This folder includes code for training and evaluating DINO variants based on customizations of dino and ssl-transfer.
We support training DINO on folder-based image datasets (e.g., ImageNet and rearranged LAIONet) and csv-based datasets (e.g., ImageNet-Captions and LAIONet subsets). The example scripts use the former by default.
For transfer learning evaluation, we support 12 downstream datasets, including CIFAR10/100, Aircraft, Birdsnap, Caltech101, Cars, DTD, Flowers, Food, Pets, SUN397, and VOC. Please download the datasets following the instructions in ssl-transfer, and the resulting file structure should follow details in config.py.
Existing environment used for SL and CLIP training should be sufficient. Please refer to the README for reference.

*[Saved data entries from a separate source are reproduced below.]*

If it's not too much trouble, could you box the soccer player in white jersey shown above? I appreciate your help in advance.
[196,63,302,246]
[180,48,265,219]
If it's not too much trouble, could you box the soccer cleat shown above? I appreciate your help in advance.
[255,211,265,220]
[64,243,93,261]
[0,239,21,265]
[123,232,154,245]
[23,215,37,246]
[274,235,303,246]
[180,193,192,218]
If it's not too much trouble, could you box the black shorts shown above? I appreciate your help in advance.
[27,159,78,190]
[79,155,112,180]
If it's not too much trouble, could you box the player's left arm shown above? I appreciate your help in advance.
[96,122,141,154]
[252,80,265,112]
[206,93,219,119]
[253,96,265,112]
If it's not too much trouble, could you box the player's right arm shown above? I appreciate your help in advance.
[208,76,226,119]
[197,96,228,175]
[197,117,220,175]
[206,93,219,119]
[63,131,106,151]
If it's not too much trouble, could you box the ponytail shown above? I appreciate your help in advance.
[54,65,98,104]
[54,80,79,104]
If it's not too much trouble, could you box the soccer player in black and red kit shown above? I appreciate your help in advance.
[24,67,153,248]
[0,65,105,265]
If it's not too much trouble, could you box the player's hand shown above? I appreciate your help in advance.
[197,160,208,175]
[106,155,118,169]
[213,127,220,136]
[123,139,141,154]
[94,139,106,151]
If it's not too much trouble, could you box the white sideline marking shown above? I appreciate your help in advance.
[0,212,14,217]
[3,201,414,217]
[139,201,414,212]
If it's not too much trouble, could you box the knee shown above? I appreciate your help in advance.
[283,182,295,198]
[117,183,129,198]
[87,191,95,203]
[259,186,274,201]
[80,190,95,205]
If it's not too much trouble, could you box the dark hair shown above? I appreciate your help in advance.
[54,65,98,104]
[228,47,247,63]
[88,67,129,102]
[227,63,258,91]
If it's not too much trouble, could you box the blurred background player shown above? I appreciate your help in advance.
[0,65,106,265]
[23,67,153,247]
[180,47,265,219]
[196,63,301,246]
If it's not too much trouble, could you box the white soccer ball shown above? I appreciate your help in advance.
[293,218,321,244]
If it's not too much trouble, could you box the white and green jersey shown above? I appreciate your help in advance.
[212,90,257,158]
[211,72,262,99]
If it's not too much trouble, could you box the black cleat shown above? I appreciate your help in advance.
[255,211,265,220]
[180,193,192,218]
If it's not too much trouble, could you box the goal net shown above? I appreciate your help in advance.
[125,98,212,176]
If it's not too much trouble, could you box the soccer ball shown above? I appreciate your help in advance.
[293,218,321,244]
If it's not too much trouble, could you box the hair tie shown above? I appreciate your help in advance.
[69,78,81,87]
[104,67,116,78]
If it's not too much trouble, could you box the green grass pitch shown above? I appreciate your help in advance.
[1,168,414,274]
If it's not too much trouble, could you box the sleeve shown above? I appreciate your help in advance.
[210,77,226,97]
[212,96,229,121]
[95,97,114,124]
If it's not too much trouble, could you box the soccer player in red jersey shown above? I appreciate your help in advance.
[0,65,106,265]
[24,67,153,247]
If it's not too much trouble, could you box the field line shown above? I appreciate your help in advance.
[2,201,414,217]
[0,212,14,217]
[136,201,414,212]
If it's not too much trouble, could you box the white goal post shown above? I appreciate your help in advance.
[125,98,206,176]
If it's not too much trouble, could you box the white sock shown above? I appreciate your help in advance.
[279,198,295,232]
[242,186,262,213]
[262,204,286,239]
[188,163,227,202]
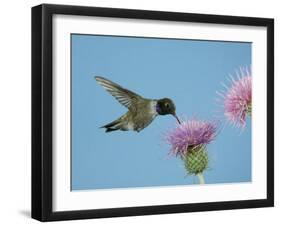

We privide example scripts to replicate our experiments in the scripts folder. This includes training DINO on ImageNet and LAIONet, with different numbers of prototypes (fixed), or different numbers of prototypes to sample from the 65536 ones when computing the loss. We train with 8 GPUs by default. Checkpoints are saved to the output folder by default.
After training is done, first convert the checkpoint to desiered format by running the following command:
python convert_dino_ckpt.py --model $PATH_TO_CHECKPOINT
By default, the converted checkpoint named dino.pth
will be saved to the same directory as the original checkpoint.
Then, run the following command to evaluate the checkpoint on downstream datasets with linear probing:
python scripts/run_linear_transfer.sh $PATH_TO_CHECKPOINT $DATASET_NAME # e.g., cifar10
The results will be saved to linear.csv
in the same directory as the checkpoint file.
Note that the scripts also supports evaluating SL and CLIP checkpoints, and few-shot/fully fine-tune evaluations. Feel free to explore the code.